Orders, Supreme Court, New York County (Paul G. Feinman, J.), entered October 19, 2009, which denied defendant's motions for summary judgment dismissing the complaint and to preclude plaintiffs' expert testimony, respectively, unanimously affirmed, without costs.
Published by New York State Law Reporting Bureau pursuant to Judiciary Law § 431.
This opinion is uncorrected and subject to revision before publication in the Official Reports.
Tom, J.P., Mazzarelli, Nardelli, Acosta, Renwick, JJ.

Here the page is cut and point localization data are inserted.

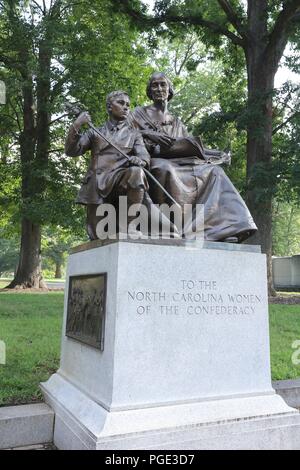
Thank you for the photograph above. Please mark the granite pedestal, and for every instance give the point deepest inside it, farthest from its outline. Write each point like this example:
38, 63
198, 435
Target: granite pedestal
185, 359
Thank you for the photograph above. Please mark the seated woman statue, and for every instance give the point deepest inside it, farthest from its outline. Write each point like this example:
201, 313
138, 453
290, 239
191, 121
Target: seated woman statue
181, 164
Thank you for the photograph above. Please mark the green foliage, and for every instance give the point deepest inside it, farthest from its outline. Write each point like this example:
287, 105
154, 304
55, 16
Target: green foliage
286, 229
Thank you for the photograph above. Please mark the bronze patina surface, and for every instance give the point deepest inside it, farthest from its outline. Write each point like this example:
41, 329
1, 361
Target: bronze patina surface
86, 309
183, 167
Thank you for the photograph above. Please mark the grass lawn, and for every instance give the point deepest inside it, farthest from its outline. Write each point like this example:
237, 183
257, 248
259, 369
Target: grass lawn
30, 325
284, 330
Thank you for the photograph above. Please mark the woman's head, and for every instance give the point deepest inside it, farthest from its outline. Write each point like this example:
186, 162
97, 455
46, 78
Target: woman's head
159, 87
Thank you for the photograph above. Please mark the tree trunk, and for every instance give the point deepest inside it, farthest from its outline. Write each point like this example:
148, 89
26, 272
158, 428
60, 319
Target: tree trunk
34, 148
28, 274
261, 73
259, 159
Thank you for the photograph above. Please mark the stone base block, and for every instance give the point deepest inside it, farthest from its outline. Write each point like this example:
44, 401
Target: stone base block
183, 360
259, 422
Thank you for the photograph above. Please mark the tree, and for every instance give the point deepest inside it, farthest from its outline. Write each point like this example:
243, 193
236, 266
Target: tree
262, 32
54, 51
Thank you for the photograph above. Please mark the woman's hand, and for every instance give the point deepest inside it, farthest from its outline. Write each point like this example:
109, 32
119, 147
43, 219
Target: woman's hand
136, 161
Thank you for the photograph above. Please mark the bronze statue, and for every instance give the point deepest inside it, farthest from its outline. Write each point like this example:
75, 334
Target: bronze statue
180, 163
110, 174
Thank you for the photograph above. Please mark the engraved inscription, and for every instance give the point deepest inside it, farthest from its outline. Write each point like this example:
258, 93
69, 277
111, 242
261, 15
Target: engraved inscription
86, 309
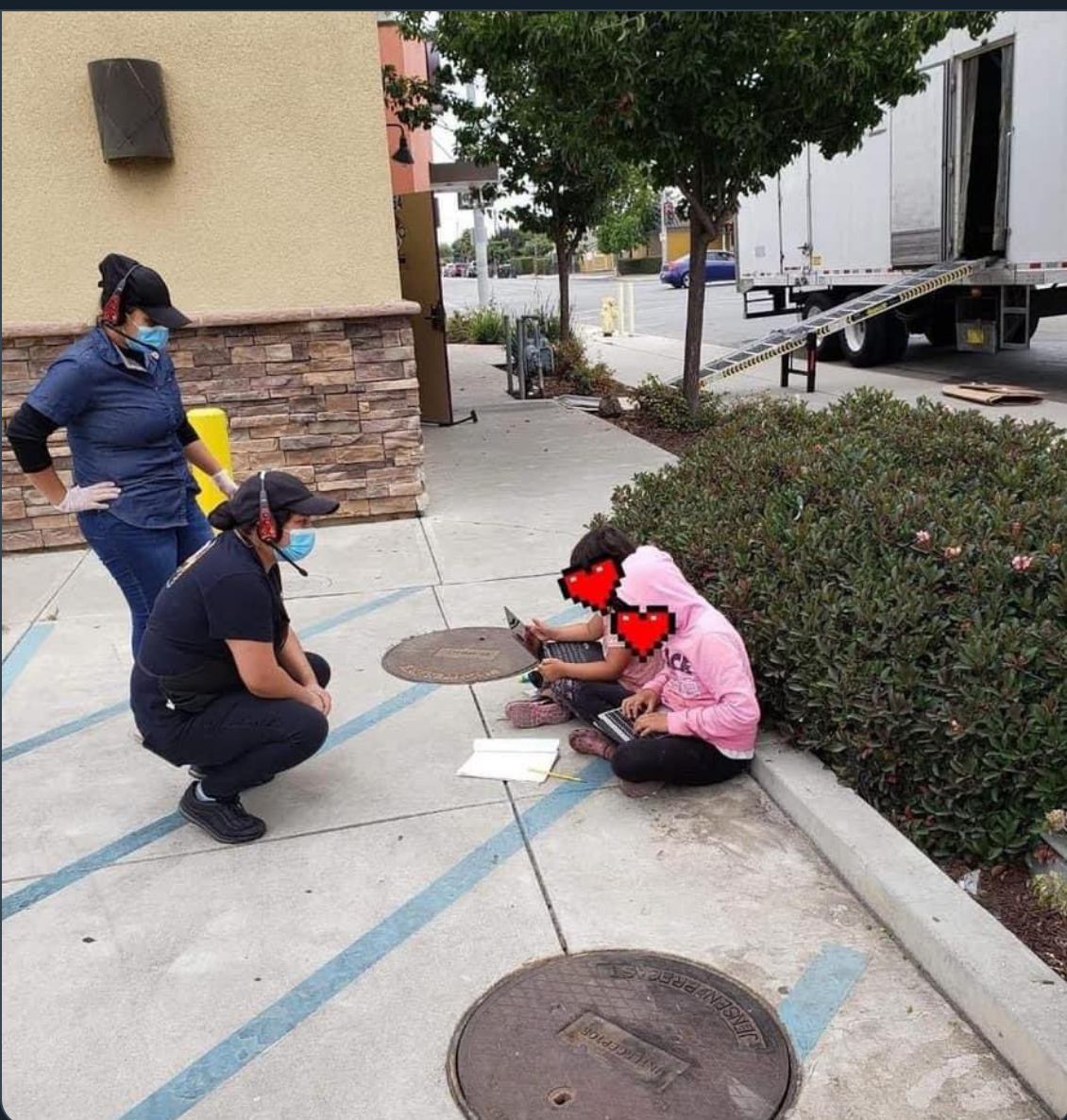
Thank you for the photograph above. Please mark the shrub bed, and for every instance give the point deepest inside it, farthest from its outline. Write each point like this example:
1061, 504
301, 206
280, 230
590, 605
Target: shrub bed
897, 572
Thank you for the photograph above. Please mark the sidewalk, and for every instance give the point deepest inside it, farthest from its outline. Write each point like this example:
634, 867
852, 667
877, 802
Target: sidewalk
150, 974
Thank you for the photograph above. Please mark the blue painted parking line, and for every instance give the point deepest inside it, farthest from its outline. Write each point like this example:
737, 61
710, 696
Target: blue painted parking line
48, 885
23, 653
101, 715
221, 1063
64, 729
808, 1010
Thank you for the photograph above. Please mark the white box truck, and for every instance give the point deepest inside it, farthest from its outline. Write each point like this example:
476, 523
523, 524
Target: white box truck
973, 168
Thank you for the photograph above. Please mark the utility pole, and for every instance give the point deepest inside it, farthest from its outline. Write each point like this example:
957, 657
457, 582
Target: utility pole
482, 256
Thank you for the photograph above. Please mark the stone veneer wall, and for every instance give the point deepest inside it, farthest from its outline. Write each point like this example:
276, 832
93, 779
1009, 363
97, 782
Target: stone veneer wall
330, 397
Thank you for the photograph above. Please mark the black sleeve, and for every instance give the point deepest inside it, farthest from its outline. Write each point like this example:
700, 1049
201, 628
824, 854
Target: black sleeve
187, 433
240, 608
28, 433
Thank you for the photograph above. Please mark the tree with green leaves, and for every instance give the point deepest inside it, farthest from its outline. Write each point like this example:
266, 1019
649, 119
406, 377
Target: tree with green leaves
567, 181
632, 214
718, 101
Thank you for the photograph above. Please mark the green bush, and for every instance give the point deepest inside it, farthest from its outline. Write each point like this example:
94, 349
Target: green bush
665, 407
639, 266
572, 365
483, 326
897, 575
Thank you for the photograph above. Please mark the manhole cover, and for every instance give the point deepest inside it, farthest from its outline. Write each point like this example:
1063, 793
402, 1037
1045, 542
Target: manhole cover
626, 1035
458, 656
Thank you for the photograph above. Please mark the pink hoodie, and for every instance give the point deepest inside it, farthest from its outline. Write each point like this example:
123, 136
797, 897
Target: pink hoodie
706, 681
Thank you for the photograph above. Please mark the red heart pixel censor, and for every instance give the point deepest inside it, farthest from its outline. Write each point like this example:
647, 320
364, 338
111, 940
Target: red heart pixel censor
594, 585
643, 631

Defendant failed to satisfy its prima facie burden of establishing the absence of issues of fact concerning the injured plaintiff's inability to identify the cause of her fall and whether it created or had actual or constructive notice of the hazardous condition that caused the fall (see Weingrad v New York Univ. Med. Ctr., 64 NY2d 851, 853 ; Fernandez v VLA Realty, LLC, 45 AD3d 391 ; Pena v Women's Outreach Network, Inc., 35 AD3d 104, 109 ).
We reject defendant's contention that plaintiff was required to identify at the time of the accident exactly where she fell and the precise condition that caused her to fall (see Welch v Riverbay Corp., 273 AD2d 66 ; Vitanza v Growth Realties, 91 AD2d 917 ; Gramm v State of New York, 28 AD2d 787, 788 , affd 21 NY2d 1025 ). Plaintiff identified the location of her fall in her deposition testimony and stated that she pointed this location out to an employee of defendant when he found her at the bottom of the stairs. Although she did not know at the time that she slipped on the steps because of the worn treads, she discovered this when she returned to the scene a few weeks later (see Seivert v Kingpin Enters., Inc., 55 AD3d 1406 ; Sweeney v D & J Vending, 291 AD2d 443 ). Based on the testimony of two employees of defendant that the photographs taken two to three months after the accident accurately represented the condition of the treads on the steps before and on the day of the accident, there is no reason to believe that the condition of the treads changed significantly between the date of the accident and the date of plaintiff's return to the scene.
The court properly declined to preclude plaintiffs' expert's affidavit and testimony. Plaintiffs established good cause for the untimely disclosure (see LaFurge v Cohen, 61 AD3d 426 , lv denied 13 NY3d 701 ; St. Hilaire v White, 305 AD2d 209, 210 ), which does not appear to have surprised or prejudiced defendant (see Moreno v Fabre, 46 AD3d 254, 255 ).
We have considered defendant's remaining contentions and find them unavailing.
THIS CONSTITUTES THE DECISION AND ORDER OF THE SUPREME COURT, APPELLATE DIVISION, FIRST DEPARTMENT.